Lurie’s approval stays high as he pushes tough budget agenda
Lurie’s sky-high approval gives him room to sell cuts, contracting changes and charter reforms, even as housing and homelessness remain his weakest spots.

Daniel Lurie entered City Hall with unusual political cover, and San Francisco is already seeing how far that cushion can carry him. A new poll put his approval at 74 percent, giving the mayor room to keep pressing a budget and governance agenda that would have been far harder for a weaker incumbent to advance.
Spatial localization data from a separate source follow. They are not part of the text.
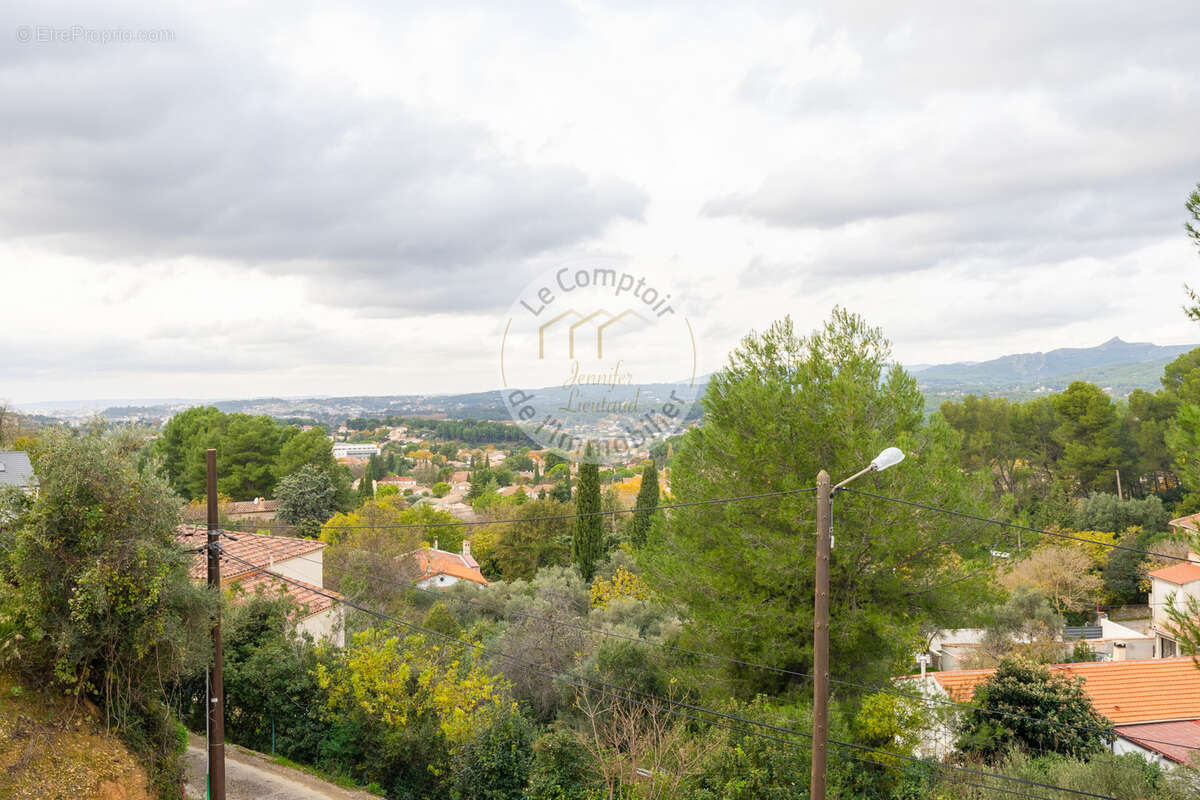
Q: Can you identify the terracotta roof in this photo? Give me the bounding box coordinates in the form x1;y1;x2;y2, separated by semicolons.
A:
176;524;325;581
180;499;279;521
1169;513;1200;532
1114;720;1200;763
929;657;1200;725
378;475;416;484
406;547;488;586
1148;562;1200;585
229;570;342;619
226;499;280;514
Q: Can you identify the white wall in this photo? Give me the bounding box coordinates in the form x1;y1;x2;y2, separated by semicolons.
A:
1150;577;1200;631
1112;736;1172;769
275;551;323;588
296;605;345;647
417;574;465;589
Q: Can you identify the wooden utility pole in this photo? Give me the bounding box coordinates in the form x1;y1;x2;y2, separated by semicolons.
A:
1115;469;1123;501
206;449;225;800
811;470;832;800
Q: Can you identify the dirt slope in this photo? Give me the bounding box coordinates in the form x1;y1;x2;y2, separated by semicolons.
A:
0;673;152;800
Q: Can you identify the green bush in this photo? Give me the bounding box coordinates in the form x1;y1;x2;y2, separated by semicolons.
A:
526;729;600;800
451;708;535;800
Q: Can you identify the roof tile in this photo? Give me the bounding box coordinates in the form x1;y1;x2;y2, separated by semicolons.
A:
931;657;1200;725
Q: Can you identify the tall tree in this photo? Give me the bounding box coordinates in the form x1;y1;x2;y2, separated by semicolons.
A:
1184;182;1200;320
3;428;210;791
276;464;340;536
573;446;603;582
1051;381;1125;494
628;462;660;548
357;456;377;505
641;310;995;694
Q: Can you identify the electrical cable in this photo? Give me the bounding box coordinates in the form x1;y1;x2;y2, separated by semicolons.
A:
218;549;1124;800
207;486;817;532
228;535;1199;756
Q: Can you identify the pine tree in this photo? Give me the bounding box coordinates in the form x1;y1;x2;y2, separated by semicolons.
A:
629;462;660;547
573;446;603;582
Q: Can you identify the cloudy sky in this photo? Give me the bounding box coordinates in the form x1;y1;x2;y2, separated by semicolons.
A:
3;0;1199;406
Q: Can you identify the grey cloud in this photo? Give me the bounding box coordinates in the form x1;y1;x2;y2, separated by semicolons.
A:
0;7;645;314
717;0;1200;276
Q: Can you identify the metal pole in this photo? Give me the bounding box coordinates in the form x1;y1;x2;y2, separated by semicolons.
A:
811;469;831;800
206;449;225;800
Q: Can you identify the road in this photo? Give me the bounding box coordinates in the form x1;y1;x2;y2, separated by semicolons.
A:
184;736;378;800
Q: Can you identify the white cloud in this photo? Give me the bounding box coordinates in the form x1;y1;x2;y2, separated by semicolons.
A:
2;0;1199;404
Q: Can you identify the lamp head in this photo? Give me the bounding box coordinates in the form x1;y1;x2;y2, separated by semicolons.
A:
869;447;905;472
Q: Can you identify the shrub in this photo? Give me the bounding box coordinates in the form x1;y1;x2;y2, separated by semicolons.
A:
957;659;1113;760
451;708;535;800
526;729;601;800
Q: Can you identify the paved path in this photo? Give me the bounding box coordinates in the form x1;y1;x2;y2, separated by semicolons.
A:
184;735;377;800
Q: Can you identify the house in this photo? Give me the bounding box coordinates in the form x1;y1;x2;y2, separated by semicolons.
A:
1168;513;1200;535
176;525;344;646
225;497;280;522
0;450;38;496
181;497;281;525
332;442;381;459
1147;554;1200;658
378;475;417;490
400;540;488;589
1063;614;1154;661
910;657;1200;767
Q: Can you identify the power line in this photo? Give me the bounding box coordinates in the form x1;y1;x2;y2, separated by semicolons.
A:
219;550;1122;800
226;534;1200;756
840;487;1193;564
209;486;817;532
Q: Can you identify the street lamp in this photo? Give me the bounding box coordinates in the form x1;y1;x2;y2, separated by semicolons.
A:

That support matters because Lurie’s biggest wins so far have come on the city’s most delicate fiscal fights. He signed a $15.9 billion two-year budget for fiscal years 2025-26 and 2026-27 after the Board of Supervisors approved it 10-1, closing an $800 million deficit. Months earlier, he had proposed a nearly $16 billion budget that anticipated eliminating about 1,400 city jobs as the city tried to erase a projected $782 million gap.
The political picture is even more striking because the approval comes with clear fault lines. In a July 2025 poll of 961 registered voters, Lurie stood at 73 percent approval and 25 percent disapproval just six months into office. But only 36 percent approved of how he handled reasonably priced housing, and 44 percent approved of his handling of shelter for the homeless. Support was strongest among newer residents and weaker among longtime progressives, a split that suggests his broader popularity has not erased the city’s old arguments over cost, displacement and street conditions.
Those tensions help explain the next stretch of his agenda. Lurie has already built working alliances with Board President Rafael Mandelman and Budget Chair Connie Chan, and that coalition now makes more controversial changes more politically possible. In 2026, Lurie and Mandelman proposed charter reforms that would expand executive power over contracting, ballot rules and executive accountability, a set of changes that could reshape how power moves through City Hall.
The first places to feel that agenda will be the parts of city government and the nonprofit network tied to grants, contracts and jobs, along with the neighborhoods that judge the mayor most quickly by what they can see on the street. The new poll showed gains on revitalizing downtown San Francisco and keeping neighborhoods clean, suggesting those visible improvements are helping him bank goodwill.
But that same goodwill will be tested by the problems that have not moved as quickly. Housing affordability and homelessness remain the clearest limits on Lurie’s mandate, and the higher his approval climbs, the more San Franciscans are likely to expect real results, not just fiscal discipline, from the next round of decisions at City Hall.